EDIT: A couple of things I didn’t mention that have stuck with me since I watched the episode.
First, I really loved Abe’s speech about marriage meaning that people change. Him talking about how different Rose was when they were younger, and how much he still loves her, but that part of that love is accepting those changes. It’s a warning, in the vague way that Abe makes warnings, that Midge has changed and that Joel really loves her, he’s going to need to accept that. It’s very sweet in its way.

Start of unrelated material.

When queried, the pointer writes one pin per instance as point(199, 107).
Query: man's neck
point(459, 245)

The echo of it is the exchange between Midge and Joel about her bra. Her confession that she unhooked all but one of the latches for him is funny in its way, but also indicative of all the hidden work she did to make his life easier, the invisible labor to make him feel like he was the projection of 1950s masculinity and domestic bliss they wanted to maintain. He asks about the red marks on her back, and she admits that she powdered them before to hide the redness. It's all part and parcel with the way that Midge wasn’t able to be herself, to be at ease, under the mutual expectations of their marriage, and how any reconciliation would need to acknowledge those changes.
Joel seems to want things to go back to how they were, only with him truly assuming the role of manly success and provider rather than pretending to play the part. Little does he realize that it would mean an entirely different call sheet this time around. We’ll see how it goes.